Pour Richard Makon, cette stratégie est, au contraire, une façon de fédérer toutes les tendances au sein du MRC qui a été formé en 2012, avec d'autres personnalités politiques.
«Les revendications d’un parti politique n’ont pas toujours vocation à être réalisées. Ces revendications permettent surtout au parti d’exister. Elles servent aussi à créer un lien permanent entre le parti politique, ses militants, ses adhérents, les sympathisants et le peuple dans sa globalité. Elles permettent également de construire un espace de rapport de force vis-à-vis de l’ordre gouvernant. Que ces revendications aboutissent ou pas n’est pas vraiment important, elles ne sont qu’un moyen d’expression d’un parti politique pour exister», analyse-t-il.

Malgré sa détention depuis fin janvier et son incarcération à la prison centrale de Kondengui à Yaoundé, Maurice Kamto, qui est accusé d’«hostilité contre la patrie» et d’«insurrection», a choisi de maintenir la pression sur les autorités de Yaoundé. Les arrestations des autres cadres du parti ne semblent pas, non plus, avoir essoufflé la dynamique de résistance engagée depuis la dernière présidentielle.
Or, pour Richard Makon, «ce n’est pas en arrêtant le directoire du MRC que l’idéologie du parti politique va disparaître ou que ses objectifs vont disparaître […]. L’arrestation de ses principaux leaders peut simplement avoir pour effet de ralentir ou d’atténuer les actions de ce parti, mais je ne pense pas que ces arrestations peuvent faire disparaître ce parti qui a démontré qu’il était sérieusement implanté», conclut-il au micro de Sputnik.

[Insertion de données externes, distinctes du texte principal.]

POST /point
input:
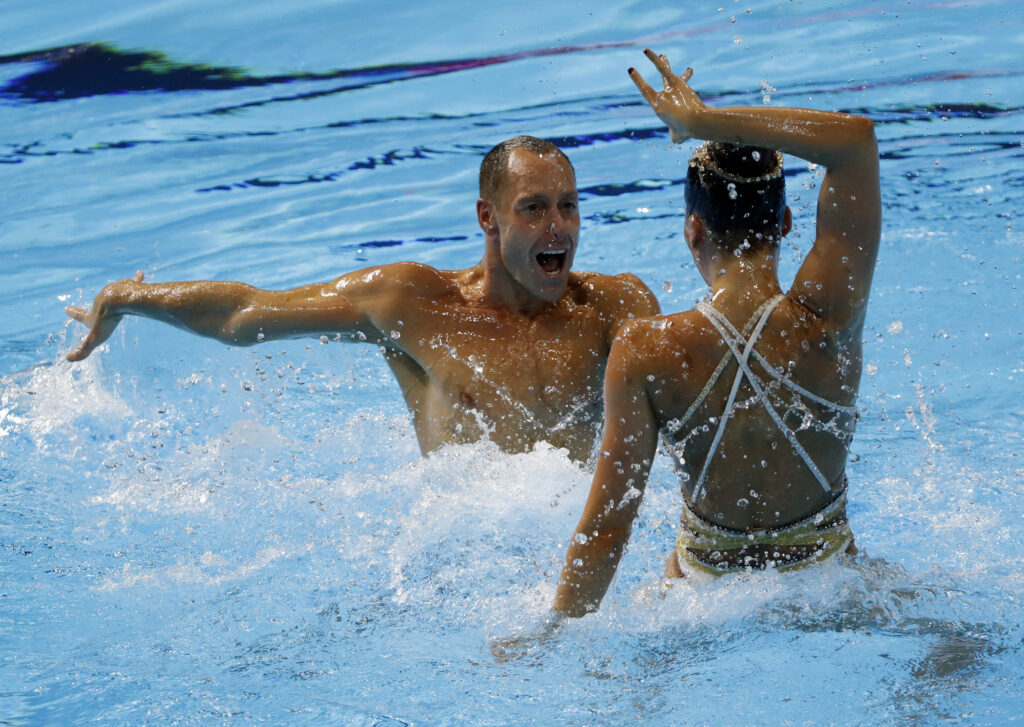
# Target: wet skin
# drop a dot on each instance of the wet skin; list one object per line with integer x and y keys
{"x": 513, "y": 348}
{"x": 658, "y": 367}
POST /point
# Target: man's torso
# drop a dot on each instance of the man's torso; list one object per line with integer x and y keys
{"x": 467, "y": 370}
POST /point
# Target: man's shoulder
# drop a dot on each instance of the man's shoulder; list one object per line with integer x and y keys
{"x": 623, "y": 292}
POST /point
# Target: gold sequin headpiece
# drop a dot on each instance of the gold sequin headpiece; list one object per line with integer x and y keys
{"x": 701, "y": 160}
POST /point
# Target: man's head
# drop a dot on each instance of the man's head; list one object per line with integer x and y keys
{"x": 529, "y": 214}
{"x": 738, "y": 196}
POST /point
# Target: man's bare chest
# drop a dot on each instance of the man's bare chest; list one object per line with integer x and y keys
{"x": 479, "y": 357}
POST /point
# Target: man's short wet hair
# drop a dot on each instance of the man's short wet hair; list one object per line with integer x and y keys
{"x": 495, "y": 166}
{"x": 738, "y": 191}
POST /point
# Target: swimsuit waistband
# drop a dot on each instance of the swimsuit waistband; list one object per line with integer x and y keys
{"x": 702, "y": 544}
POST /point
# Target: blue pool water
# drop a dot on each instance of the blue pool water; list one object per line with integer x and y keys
{"x": 197, "y": 535}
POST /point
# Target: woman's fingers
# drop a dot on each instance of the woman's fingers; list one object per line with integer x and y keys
{"x": 649, "y": 93}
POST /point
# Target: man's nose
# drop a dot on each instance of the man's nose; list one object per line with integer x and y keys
{"x": 557, "y": 230}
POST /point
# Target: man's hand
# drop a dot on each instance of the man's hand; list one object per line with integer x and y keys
{"x": 100, "y": 322}
{"x": 678, "y": 105}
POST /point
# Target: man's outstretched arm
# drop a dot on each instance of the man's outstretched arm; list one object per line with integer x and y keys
{"x": 836, "y": 276}
{"x": 239, "y": 314}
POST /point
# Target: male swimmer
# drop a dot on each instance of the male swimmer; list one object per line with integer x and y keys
{"x": 513, "y": 348}
{"x": 753, "y": 390}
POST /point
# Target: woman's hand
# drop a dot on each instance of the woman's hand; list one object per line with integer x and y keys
{"x": 678, "y": 105}
{"x": 101, "y": 323}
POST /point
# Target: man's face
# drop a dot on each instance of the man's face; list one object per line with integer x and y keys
{"x": 538, "y": 221}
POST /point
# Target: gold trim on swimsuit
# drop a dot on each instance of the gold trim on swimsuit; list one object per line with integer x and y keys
{"x": 707, "y": 547}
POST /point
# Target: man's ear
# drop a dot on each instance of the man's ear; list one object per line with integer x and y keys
{"x": 485, "y": 216}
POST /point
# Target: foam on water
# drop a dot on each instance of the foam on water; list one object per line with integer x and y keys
{"x": 196, "y": 535}
{"x": 222, "y": 558}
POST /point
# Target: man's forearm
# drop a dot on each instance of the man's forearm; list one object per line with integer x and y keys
{"x": 213, "y": 309}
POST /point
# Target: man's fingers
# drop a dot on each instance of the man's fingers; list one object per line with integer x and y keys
{"x": 660, "y": 62}
{"x": 649, "y": 93}
{"x": 80, "y": 314}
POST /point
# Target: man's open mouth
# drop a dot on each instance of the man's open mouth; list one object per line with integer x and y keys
{"x": 553, "y": 261}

Ancien ministre de Paul Biya, en rupture de ban avec le pouvoir depuis 2011, Maurice Kamto et son parti ont réussi à mobiliser et à susciter de l’espoir au sein d’une population longtemps désabusée et fataliste. Fort de sa réputation d’avocat international ayant négocié avec succès le retour de la péninsule de Bakassi dans le giron du Cameroun, qu’il a gagné dans le cadre du différend territorial contre le Nigeria en 2002 devant la Cour internationale de justice de La Haye, il a reçu le soutien de la Commission des droits de l’Homme et des peuples, une institution de l’Union africaine qui a accepté en mai dernier d’examiner sa requête pour le recomptage des votes.
Même à la «deuxième place» lors du scrutin présidentiel du 7 octobre, selon les résultats officiels publiés par le Conseil constitutionnel, le MRC a réussi la performance de «rebattre les cartes» dans un paysage camerounais très figé, terrassant au passage une opposition jusque-là incarnée par John Fru Ndi, le leader charismatique du Social Democratic Front (SDF) et grand challenger de Paul Biya lors des élections présidentielles de 1992, 2004 et 2011.